The very ruling of the Supreme Court in M. Siddiq goes against this understanding. The string of arguments—that Muslims could not furnish a “specific grant of the land underlying the mosque as a foundation of legal title” (Para 783) and that between 1528 and 1856-1857 Muslims could not provide evidence to establish “possessory control over the disputed site” (Para 786) clears the air on the issue. While making these arguments, the Court indirectly ruled that the law of limitation could not be applied in the case of Ram Janma Bhoomi.
Beyond the Interim Judgment
The Court arrived at the Interim Judgment in a selective fashion. It failed to entertain some of the other pressing issues:
Amendment in Section 2, taking “trust” for religious purposes created by a Muslim outside the purview of waqf law.
Amendment in Section 3(r), removing Muslim law as the law governing waqf.
Amendment in Section 3A, linking waqf alal aulad with inheritance rights of heirs, a question of theology and not statutory law.
Amendment in Section 4, doing away with Survey Commissioner and giving more power to District Collector.
Amendment in Section 5(2B), giving Central Government oversight over the State Government.
Amendments in Sections 6(1), 32, 33, 55A, 65, 67, 72, 73 and 83, diluting the power of the Waqf Tribunal.

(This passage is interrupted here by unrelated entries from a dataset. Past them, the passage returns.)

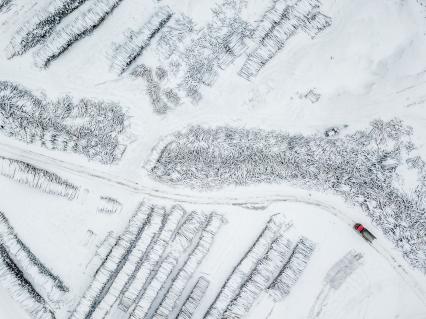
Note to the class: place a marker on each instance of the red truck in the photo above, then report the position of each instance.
(365, 233)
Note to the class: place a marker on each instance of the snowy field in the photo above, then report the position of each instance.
(192, 159)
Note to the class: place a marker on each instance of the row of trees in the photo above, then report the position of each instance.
(362, 167)
(88, 127)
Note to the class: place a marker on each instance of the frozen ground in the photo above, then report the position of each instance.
(367, 65)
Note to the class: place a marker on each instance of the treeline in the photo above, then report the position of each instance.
(87, 127)
(362, 167)
(38, 178)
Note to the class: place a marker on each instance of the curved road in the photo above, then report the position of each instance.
(48, 163)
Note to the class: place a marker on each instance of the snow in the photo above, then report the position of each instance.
(367, 64)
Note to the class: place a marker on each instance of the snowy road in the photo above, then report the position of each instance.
(150, 189)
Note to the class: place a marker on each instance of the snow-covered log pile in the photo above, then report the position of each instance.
(136, 41)
(112, 265)
(101, 253)
(41, 179)
(12, 279)
(91, 128)
(109, 205)
(184, 239)
(234, 156)
(214, 48)
(262, 276)
(87, 19)
(148, 265)
(292, 270)
(275, 227)
(40, 25)
(194, 299)
(161, 100)
(278, 25)
(343, 268)
(316, 22)
(133, 261)
(169, 304)
(47, 284)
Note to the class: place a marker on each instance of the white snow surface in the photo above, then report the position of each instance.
(369, 64)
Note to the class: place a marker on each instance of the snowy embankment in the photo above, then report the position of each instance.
(40, 25)
(87, 19)
(41, 179)
(47, 284)
(363, 167)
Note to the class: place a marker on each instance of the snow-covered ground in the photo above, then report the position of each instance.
(368, 64)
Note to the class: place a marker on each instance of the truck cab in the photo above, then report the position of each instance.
(365, 233)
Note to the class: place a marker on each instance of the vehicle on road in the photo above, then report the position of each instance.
(365, 233)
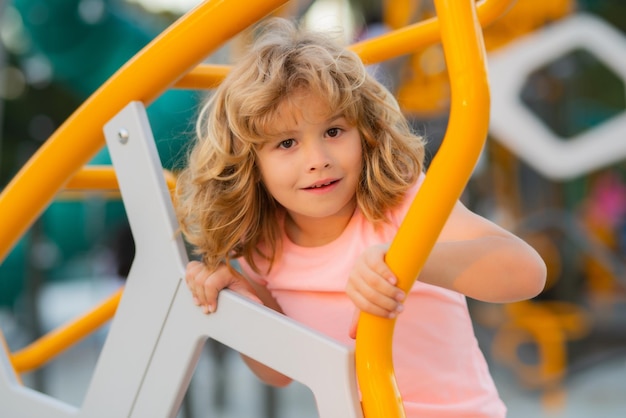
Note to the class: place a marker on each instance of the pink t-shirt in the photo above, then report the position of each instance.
(439, 367)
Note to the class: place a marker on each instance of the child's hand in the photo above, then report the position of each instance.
(372, 285)
(206, 285)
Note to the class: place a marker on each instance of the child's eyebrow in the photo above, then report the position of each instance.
(335, 117)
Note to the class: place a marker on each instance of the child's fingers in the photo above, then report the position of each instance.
(354, 323)
(367, 295)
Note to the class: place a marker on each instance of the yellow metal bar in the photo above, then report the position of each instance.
(204, 76)
(463, 142)
(52, 344)
(103, 177)
(152, 71)
(413, 37)
(399, 42)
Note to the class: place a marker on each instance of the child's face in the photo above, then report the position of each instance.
(314, 167)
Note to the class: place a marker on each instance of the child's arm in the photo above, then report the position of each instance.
(206, 285)
(472, 256)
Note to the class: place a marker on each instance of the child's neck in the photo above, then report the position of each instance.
(315, 232)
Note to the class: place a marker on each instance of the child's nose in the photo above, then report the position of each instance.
(318, 157)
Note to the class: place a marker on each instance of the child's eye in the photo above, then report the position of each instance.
(286, 144)
(333, 132)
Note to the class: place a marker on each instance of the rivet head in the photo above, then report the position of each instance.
(123, 136)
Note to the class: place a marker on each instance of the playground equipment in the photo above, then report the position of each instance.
(516, 127)
(148, 358)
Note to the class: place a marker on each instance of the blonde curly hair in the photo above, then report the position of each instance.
(224, 210)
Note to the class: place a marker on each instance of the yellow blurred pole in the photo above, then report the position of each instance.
(447, 177)
(414, 37)
(204, 76)
(103, 177)
(45, 348)
(152, 71)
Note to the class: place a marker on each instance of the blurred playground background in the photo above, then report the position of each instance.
(562, 354)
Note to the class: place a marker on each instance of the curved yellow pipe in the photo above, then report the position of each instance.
(414, 37)
(45, 348)
(152, 71)
(103, 177)
(463, 142)
(393, 44)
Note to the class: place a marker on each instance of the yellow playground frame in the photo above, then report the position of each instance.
(172, 60)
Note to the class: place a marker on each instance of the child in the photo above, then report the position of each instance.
(303, 170)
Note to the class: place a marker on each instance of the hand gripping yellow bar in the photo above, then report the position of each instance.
(447, 176)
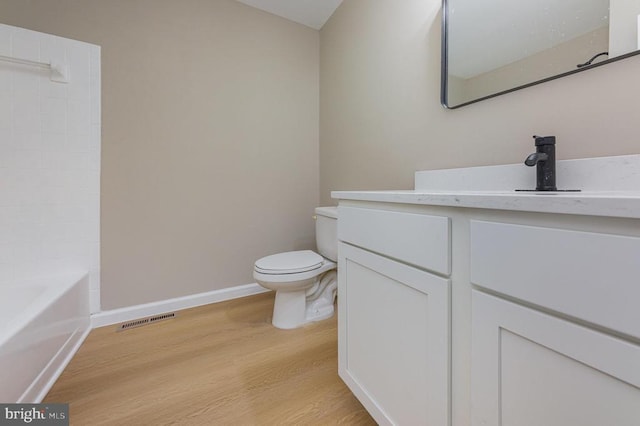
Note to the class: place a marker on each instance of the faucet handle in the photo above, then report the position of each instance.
(544, 140)
(536, 157)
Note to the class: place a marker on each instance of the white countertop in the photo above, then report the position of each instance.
(594, 203)
(610, 186)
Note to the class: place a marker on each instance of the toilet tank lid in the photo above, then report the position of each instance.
(331, 212)
(289, 262)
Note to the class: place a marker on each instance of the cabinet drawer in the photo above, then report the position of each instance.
(587, 275)
(417, 239)
(533, 369)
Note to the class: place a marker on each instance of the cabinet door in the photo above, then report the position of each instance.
(394, 338)
(530, 368)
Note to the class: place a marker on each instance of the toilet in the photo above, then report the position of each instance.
(305, 282)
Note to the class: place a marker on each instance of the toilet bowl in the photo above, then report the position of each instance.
(304, 281)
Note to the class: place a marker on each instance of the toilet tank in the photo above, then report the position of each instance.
(327, 232)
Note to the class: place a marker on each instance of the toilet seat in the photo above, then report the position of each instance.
(292, 262)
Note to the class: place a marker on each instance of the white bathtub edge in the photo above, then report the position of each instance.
(35, 393)
(129, 313)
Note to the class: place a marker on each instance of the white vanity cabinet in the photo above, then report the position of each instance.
(393, 310)
(550, 356)
(466, 303)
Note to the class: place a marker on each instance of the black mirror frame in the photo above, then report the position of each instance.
(445, 68)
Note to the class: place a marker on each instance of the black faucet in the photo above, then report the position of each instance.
(545, 161)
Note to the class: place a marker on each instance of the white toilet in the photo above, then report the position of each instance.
(305, 282)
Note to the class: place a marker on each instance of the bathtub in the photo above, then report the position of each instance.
(42, 325)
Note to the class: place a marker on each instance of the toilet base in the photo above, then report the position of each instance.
(293, 309)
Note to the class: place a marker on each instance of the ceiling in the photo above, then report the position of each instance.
(312, 13)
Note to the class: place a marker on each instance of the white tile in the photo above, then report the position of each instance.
(26, 114)
(5, 40)
(6, 113)
(5, 81)
(52, 49)
(26, 83)
(26, 44)
(79, 116)
(53, 89)
(54, 115)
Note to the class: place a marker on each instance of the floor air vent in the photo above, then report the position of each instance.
(144, 321)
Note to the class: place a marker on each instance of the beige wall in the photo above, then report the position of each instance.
(210, 138)
(556, 60)
(381, 120)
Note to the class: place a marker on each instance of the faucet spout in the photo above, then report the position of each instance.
(535, 158)
(545, 161)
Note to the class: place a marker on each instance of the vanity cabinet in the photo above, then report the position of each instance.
(394, 314)
(466, 303)
(530, 368)
(550, 356)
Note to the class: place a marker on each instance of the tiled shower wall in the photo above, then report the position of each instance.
(49, 161)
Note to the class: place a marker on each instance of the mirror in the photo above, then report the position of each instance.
(492, 47)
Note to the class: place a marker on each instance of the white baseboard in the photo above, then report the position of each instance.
(129, 313)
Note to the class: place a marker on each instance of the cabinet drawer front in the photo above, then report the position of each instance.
(417, 239)
(532, 369)
(587, 275)
(394, 338)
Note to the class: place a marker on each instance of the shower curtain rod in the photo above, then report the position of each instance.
(59, 72)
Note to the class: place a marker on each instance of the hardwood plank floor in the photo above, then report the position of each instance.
(220, 364)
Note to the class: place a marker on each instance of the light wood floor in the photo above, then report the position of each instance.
(221, 364)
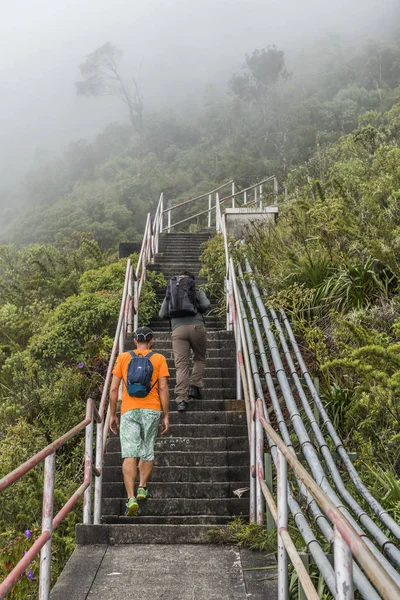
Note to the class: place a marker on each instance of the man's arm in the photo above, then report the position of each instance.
(113, 403)
(164, 398)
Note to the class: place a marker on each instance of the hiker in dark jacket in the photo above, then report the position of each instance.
(188, 332)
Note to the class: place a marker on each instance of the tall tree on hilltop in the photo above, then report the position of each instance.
(261, 88)
(101, 77)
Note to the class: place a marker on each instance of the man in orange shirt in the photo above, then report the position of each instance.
(140, 417)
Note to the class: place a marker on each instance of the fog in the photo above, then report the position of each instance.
(173, 47)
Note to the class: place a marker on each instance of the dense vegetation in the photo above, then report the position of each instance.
(332, 135)
(332, 262)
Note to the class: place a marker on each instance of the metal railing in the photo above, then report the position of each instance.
(48, 455)
(358, 562)
(377, 577)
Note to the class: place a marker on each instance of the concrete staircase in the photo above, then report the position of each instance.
(205, 456)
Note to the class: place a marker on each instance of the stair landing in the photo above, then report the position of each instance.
(165, 573)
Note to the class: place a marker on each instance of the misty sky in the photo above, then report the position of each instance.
(173, 47)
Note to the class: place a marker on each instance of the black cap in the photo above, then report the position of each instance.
(143, 334)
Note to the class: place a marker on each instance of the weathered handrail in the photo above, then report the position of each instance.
(379, 576)
(49, 523)
(205, 195)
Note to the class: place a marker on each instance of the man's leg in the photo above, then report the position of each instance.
(129, 471)
(145, 469)
(150, 420)
(130, 449)
(198, 342)
(181, 349)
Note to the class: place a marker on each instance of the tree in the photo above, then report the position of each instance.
(261, 87)
(101, 77)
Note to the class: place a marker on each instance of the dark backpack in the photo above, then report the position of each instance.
(140, 371)
(181, 297)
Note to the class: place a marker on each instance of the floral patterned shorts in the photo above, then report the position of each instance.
(138, 433)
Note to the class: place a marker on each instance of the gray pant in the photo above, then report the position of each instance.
(184, 338)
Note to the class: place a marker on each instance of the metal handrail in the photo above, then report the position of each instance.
(49, 523)
(253, 187)
(385, 517)
(377, 574)
(311, 455)
(171, 208)
(93, 415)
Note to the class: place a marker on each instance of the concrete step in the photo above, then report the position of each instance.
(167, 490)
(211, 372)
(163, 520)
(180, 474)
(214, 350)
(120, 533)
(215, 393)
(197, 419)
(180, 506)
(164, 326)
(192, 444)
(224, 365)
(212, 336)
(209, 383)
(216, 345)
(168, 458)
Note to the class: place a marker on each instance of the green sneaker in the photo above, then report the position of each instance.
(142, 494)
(131, 507)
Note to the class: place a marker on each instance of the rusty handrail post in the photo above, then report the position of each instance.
(283, 577)
(87, 499)
(47, 526)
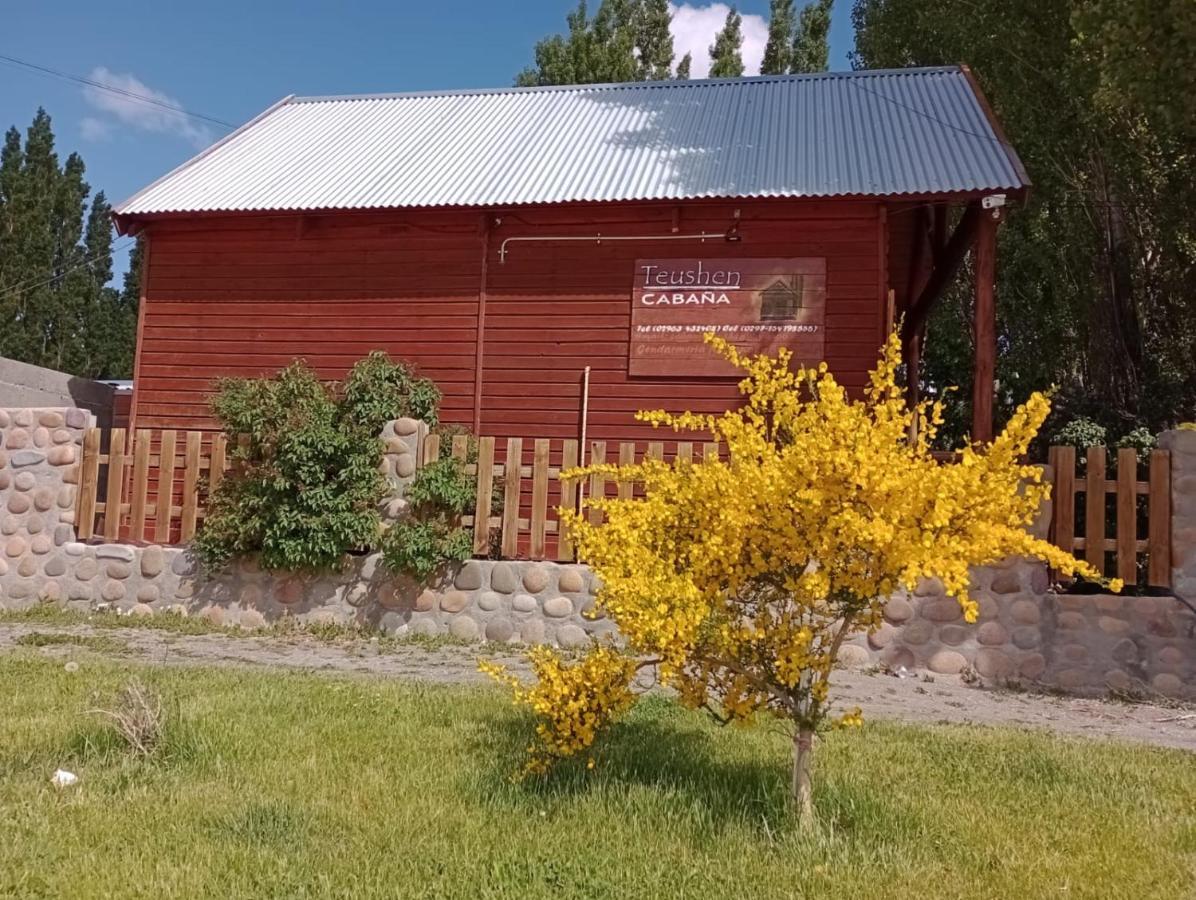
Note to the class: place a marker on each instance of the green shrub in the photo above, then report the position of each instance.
(305, 489)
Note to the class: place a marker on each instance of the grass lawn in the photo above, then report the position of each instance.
(294, 785)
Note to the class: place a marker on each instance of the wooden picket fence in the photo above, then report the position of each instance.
(133, 491)
(1114, 544)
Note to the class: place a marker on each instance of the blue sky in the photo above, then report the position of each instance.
(231, 60)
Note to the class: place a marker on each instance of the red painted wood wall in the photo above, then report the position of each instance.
(243, 295)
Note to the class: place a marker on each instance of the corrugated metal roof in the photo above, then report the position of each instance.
(835, 134)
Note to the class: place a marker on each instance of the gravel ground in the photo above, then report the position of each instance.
(880, 696)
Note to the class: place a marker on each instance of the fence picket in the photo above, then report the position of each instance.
(89, 482)
(115, 483)
(1094, 509)
(1158, 544)
(140, 485)
(484, 491)
(512, 490)
(538, 497)
(165, 488)
(568, 500)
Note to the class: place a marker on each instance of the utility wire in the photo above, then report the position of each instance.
(101, 86)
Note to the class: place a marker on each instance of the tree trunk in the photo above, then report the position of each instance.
(803, 789)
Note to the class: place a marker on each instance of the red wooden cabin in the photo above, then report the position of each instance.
(506, 240)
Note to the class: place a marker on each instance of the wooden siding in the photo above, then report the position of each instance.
(244, 294)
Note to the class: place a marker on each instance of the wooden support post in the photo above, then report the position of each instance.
(984, 329)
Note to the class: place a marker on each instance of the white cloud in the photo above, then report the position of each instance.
(164, 115)
(694, 29)
(95, 129)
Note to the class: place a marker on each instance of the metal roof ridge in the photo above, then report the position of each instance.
(658, 84)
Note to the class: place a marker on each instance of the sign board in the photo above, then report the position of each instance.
(758, 305)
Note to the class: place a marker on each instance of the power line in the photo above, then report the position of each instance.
(28, 287)
(129, 95)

Amendment in Section 13 (2A), introducing separate Board of Awqaf for Bohras and Aghakhanis while diluting the separate existence of Sunni and Shia waqf bodies.
Amendment in Section 36, allowing dilution of the power of Waqf Board while enhancing the role of District Collector.
Amendment through omission of Section 40, taking away the jurisdiction of the Waqf Board to determine if any property is a Waqf property.
Amendment in Section 64(1), allowing removal of Mutawalli on account of his membership of an unlawful association under Unlawful Activities Prevention Act, 1967.
Amendment through omission of Sections 108/108A, diluting the overriding effect of Waqf law.
Amendment through insertion of Section 108B, allowing the Central Government to make rules with respect to the Act.
One may argue that these issues require discussing merits of the case. Therefore, criticism of the interim judgment on this basis is not warranted.
It needs to be emphasised that the Court did not give its reasoning why it chose to take on some and no other issues while framing the Stay Order. For instance, provisions that replaced Muslim law with statutory law, removed the office of survey commissioner, diluted the power of the waqf tribunals, gave central government superintendence over state government and enhanced the role of district collector, could very well have been the subject matter of the said Stay Order as well.
Perhaps when the judgment on merits is out, it would be a better time to analyze these other issues in greater detail.